Simon Sebag Montefiore found similar decay in the state archives while researching his important forthcoming book Young Stalin (a Georgian). Familiar with all three presidents and eyewitness to the civil wars, the historian is optimistic about the future. ‘I love Georgia ...now it is calmer and beginning to heal.’

His optimism is shared. There is a young government, full of vim and vigour. Many ministers are under 40, some under 30; attendance rates at universities are rising. Crushed between two mountain ranges, Georgia is one long, fertile valley running from the high mountains down to the semi-tropical Black Sea, thus offering ski resorts at one end and sea resorts at the other. Five major hotels are under construction. Georgia discovered viticulture between 5,000 and 6,000 bc; Georgian vineyards boast 500 different types of grapes and their wine is becoming known outside Asia.
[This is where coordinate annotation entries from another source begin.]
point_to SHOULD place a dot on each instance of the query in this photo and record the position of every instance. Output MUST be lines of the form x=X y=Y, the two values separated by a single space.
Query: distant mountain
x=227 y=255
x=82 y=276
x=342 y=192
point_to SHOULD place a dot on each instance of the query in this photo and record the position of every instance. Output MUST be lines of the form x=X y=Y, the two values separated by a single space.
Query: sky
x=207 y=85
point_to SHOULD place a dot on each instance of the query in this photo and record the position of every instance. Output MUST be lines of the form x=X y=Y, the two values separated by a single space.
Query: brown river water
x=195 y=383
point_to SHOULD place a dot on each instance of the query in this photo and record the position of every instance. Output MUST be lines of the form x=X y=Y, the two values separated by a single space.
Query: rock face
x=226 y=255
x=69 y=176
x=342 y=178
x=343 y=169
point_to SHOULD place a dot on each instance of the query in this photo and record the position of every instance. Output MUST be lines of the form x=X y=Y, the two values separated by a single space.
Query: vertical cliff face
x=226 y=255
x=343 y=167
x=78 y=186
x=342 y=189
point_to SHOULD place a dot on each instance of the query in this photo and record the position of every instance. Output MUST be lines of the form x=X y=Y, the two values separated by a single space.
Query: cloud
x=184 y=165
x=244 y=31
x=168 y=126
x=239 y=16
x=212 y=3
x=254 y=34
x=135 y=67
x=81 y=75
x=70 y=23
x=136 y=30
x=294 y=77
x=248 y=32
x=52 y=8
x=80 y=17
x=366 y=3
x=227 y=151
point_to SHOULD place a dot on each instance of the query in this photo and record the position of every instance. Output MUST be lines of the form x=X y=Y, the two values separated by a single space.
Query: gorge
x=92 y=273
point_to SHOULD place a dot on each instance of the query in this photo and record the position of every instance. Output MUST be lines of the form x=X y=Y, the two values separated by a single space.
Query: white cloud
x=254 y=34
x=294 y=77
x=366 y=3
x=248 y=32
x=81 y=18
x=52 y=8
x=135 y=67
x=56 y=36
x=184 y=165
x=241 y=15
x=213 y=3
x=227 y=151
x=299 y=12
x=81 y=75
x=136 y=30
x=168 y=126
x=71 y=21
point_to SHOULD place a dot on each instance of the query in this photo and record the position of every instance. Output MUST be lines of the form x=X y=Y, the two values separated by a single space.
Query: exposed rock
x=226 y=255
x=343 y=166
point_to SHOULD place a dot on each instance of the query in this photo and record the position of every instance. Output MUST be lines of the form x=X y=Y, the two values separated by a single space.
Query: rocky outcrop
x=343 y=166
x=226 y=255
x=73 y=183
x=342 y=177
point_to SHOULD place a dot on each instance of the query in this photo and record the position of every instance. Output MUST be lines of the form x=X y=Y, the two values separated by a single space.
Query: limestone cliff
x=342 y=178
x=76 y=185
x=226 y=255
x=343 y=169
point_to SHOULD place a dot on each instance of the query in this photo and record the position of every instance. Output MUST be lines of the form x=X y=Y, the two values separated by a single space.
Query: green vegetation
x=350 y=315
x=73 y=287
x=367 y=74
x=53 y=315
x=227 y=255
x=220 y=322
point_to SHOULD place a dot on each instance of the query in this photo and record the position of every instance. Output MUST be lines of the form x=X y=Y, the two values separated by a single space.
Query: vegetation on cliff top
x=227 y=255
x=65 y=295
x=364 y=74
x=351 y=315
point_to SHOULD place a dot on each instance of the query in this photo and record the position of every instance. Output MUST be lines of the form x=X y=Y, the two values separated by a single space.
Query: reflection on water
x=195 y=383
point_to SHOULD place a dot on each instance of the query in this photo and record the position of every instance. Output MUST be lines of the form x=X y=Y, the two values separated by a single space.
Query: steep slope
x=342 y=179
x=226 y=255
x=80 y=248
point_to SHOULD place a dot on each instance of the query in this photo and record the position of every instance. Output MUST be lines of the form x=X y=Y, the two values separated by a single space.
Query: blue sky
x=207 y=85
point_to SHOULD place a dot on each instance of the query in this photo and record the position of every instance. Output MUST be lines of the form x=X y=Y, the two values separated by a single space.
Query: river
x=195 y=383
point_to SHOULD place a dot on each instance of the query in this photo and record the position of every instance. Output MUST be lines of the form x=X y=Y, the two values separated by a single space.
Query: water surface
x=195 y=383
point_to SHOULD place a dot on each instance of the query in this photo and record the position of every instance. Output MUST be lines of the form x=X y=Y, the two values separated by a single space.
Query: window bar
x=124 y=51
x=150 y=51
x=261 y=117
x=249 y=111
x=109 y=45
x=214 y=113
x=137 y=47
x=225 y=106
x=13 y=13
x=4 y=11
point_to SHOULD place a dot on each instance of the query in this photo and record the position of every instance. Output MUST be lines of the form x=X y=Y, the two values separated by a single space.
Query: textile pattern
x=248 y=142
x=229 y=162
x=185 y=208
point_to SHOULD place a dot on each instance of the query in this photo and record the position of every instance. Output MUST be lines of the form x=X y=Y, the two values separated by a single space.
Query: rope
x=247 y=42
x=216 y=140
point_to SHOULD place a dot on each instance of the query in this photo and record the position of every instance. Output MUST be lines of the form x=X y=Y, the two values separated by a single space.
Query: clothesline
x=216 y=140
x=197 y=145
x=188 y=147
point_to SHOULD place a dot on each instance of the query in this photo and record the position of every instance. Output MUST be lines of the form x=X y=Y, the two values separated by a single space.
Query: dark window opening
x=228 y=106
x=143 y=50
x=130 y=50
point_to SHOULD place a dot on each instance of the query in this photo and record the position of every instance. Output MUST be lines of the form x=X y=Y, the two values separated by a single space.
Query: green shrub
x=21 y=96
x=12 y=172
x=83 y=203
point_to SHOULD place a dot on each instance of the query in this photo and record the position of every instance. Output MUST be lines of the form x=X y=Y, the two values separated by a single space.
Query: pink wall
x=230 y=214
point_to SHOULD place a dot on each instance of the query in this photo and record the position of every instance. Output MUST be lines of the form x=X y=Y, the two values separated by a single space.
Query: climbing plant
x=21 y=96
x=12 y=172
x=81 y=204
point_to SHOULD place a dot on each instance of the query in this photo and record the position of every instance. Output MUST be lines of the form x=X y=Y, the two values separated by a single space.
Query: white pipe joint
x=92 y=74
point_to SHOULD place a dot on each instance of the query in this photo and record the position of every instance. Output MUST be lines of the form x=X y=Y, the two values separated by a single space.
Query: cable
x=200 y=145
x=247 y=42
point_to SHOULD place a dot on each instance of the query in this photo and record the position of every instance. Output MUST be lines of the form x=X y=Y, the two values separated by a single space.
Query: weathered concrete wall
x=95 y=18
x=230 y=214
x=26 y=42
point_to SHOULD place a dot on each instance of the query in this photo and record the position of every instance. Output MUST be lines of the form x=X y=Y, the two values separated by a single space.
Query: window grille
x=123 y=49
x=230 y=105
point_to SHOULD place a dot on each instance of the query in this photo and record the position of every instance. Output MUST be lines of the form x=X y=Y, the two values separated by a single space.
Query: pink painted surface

The main danger I faced in Georgia was death by lavish hospitality. The food is outstanding. Formal occasions have an official toastmaster, but at even the smallest party everyone is encouraged to raise a glass to a subject or person close to their heart. It is a wonderfully affirming experience. At the last dinner, I looked around the assorted bunch of students, writers, dancers, politicians and journalists all discussing their country with passion and pride. I took out my phone and texted my cousin: ‘You’d be mad not to come here.’